Based on their respective assessments using the inputs they receive, the corporate risk management committee and strategic planning function provide input on the critical risks to executive management, which, in turn, reports the top risks to the board. The company’s chief risk officer supports the process at all points. For example, the CRO consolidates all potential critical risks identified by the individual risk subcommittees and submits a summary to the corporate risk management committee prior to the next scheduled committee meeting.
It is important to note that each top risk has a summary of the significant responses addressing it and the executives responsible for implementing those initiatives, so the process is not just creating a “risk list.” There is ample teeth and accountability for managing the top-tier risks.
While management is responsible for addressing the critical enterprise risks, the board should consider the information it needs to inform its risk oversight.
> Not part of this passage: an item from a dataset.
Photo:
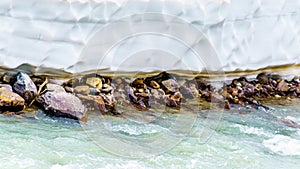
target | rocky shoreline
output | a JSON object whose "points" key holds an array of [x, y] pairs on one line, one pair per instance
{"points": [[75, 97]]}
For example, the board and executive management might benefit from the following:
- A high-level summary of the critical enterprise risks for the enterprise as a whole and its operating units, the reasons why they are critical and the changes since the last report.
- The status of risk mitigation efforts, with input from the executives responsible and accountable for managing the risks, including significant gaps in capabilities for managing the risks, status of initiatives to address those gaps and any concerns regarding potential “soft spots.”
- The effect of changes in the environment on core assumptions underlying the company’s strategy.
- Scenario analyses evaluating the effect of changes in key external variables having the greatest impact on the organization and its strategy (e.g., interest rate sensitivity analysis, commodity price volatility, supply chain disruption, innovation rates and geopolitical events).
- Summary of near misses, close calls, limit breaches, compliance violations and other policy deviations.
- Drill-down dashboards for specific risks, such as cybersecurity.
- Changes in the overall assessment of risk over time and reliability and value add of prior risk assessments.
The above list is illustrative and not intended to be exhaustive or applicable to every organization.
Questions for Executives and Directors
The following are some suggested questions that senior executives and boards of directors may consider, in the context of the nature of the entity’s risks inherent in its operations:
- Is there a process for identifying the organization’s critical enterprise risks for purposes of prioritizing the board’s risk oversight focus and the executive team’s risk agenda?
- Are the board and executive team satisfied with the reporting they receive periodically regarding each of the critical enterprise risks?
- Is the reporting to the board and executive team sufficiently focused on what is being done to manage risk and establish accountability for results (e.g., does the reporting process involve much more than a risk-listing exercise?)?